Decision boundaries and convex hulls in the feature space that deep learning functions learn from images
This work addresses a fundamental gap in understanding how deep learning models process images, which is crucial for researchers and practitioners in AI and computer vision, though it is incremental in building theoretical foundations.
The paper tackles the problem of understanding the low-dimensional feature space learned by deep neural networks for image classification, developing methods to study decision boundaries and convex hulls in that space, and finds that geometric arrangements differ significantly from pixel space, providing insights into adversarial vulnerabilities and model interpretation.

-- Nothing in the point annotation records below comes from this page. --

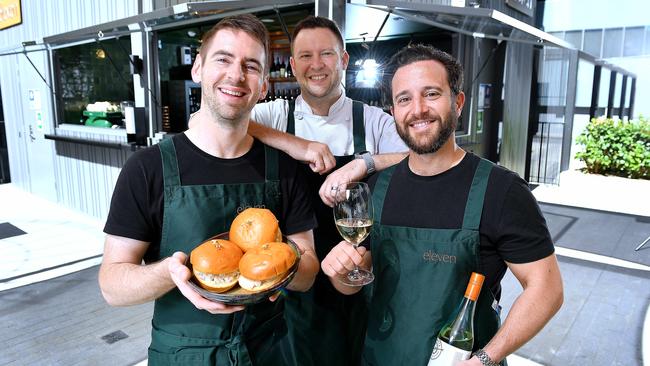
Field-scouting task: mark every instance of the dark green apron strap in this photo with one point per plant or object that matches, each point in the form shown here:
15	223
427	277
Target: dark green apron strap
171	176
271	157
272	189
237	350
379	192
291	122
474	206
358	128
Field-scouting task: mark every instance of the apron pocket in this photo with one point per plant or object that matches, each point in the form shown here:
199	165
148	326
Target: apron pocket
194	356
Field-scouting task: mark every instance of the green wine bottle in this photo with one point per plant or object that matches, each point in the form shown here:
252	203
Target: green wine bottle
456	339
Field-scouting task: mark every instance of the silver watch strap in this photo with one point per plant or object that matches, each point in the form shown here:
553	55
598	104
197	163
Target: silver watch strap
485	358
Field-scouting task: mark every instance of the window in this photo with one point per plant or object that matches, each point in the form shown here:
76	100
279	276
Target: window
92	72
584	83
574	37
603	90
633	45
613	42
593	42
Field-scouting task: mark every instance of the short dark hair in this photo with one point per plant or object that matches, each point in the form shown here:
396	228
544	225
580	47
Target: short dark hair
246	23
421	52
312	22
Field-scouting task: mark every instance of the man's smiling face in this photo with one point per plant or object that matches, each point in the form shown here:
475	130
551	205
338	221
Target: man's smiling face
231	70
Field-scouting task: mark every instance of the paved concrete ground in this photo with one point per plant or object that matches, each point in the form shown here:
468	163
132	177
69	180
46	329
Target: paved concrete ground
61	321
65	321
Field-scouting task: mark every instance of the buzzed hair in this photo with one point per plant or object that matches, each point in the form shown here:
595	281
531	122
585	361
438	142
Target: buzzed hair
313	22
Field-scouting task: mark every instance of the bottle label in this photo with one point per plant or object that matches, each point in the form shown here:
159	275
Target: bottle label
446	354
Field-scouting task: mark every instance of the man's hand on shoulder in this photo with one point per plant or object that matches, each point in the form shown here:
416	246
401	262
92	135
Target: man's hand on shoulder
181	275
350	172
320	158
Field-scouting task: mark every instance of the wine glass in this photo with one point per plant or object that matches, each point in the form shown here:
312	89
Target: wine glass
353	215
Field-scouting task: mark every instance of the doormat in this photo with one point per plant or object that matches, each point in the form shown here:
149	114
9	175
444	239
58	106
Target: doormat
7	231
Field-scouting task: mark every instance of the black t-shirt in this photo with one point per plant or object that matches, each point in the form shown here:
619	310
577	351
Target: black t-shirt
137	205
512	227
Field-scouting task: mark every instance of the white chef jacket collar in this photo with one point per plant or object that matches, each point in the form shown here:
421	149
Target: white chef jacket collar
302	106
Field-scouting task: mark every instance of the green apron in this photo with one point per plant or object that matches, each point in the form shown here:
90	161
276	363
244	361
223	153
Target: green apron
324	326
181	334
420	279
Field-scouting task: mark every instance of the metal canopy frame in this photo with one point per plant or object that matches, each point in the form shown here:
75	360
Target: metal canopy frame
174	16
475	22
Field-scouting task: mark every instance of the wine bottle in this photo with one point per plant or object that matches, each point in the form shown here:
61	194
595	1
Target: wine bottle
456	339
283	69
275	69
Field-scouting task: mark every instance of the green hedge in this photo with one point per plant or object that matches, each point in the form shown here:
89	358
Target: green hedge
616	147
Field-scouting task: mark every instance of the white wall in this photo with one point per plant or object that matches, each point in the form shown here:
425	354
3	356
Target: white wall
562	15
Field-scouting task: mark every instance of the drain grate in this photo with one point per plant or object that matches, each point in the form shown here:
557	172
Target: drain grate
7	230
111	338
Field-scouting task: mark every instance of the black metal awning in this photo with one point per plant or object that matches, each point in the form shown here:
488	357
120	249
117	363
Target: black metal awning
174	16
476	22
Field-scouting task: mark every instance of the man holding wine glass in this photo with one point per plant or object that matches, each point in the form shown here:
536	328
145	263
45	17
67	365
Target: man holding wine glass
440	215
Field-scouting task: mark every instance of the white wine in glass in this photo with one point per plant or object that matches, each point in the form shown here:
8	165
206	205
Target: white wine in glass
353	215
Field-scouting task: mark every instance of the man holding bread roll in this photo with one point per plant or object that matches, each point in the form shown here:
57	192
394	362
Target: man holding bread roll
172	197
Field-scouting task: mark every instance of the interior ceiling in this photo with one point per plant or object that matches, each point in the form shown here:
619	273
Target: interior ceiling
290	16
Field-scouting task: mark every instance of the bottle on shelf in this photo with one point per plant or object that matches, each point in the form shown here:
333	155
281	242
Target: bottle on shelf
275	68
289	73
456	338
283	69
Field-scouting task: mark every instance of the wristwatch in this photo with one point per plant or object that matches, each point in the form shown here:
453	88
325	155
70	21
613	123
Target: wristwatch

The success of deep neural networks in image classification and learning can be partly attributed to the features they extract from images. It is often speculated about the properties of a low-dimensional manifold that models extract and learn from images. However, there is not sufficient understanding about this low-dimensional space based on theory or empirical evidence. For image classification models, their last hidden layer is the one where images of each class is separated from other classes and it also has the least number of features. Here, we develop methods and formulations to study that feature space for any model. We study the partitioning of the domain in feature space, identify regions guaranteed to have certain classifications, and investigate its implications for the pixel space. We observe that geometric arrangements of decision boundaries in feature space is significantly different compared to pixel space, providing insights about adversarial vulnerabilities, image morphing, extrapolation, ambiguity in classification, and the mathematical understanding of image classification models.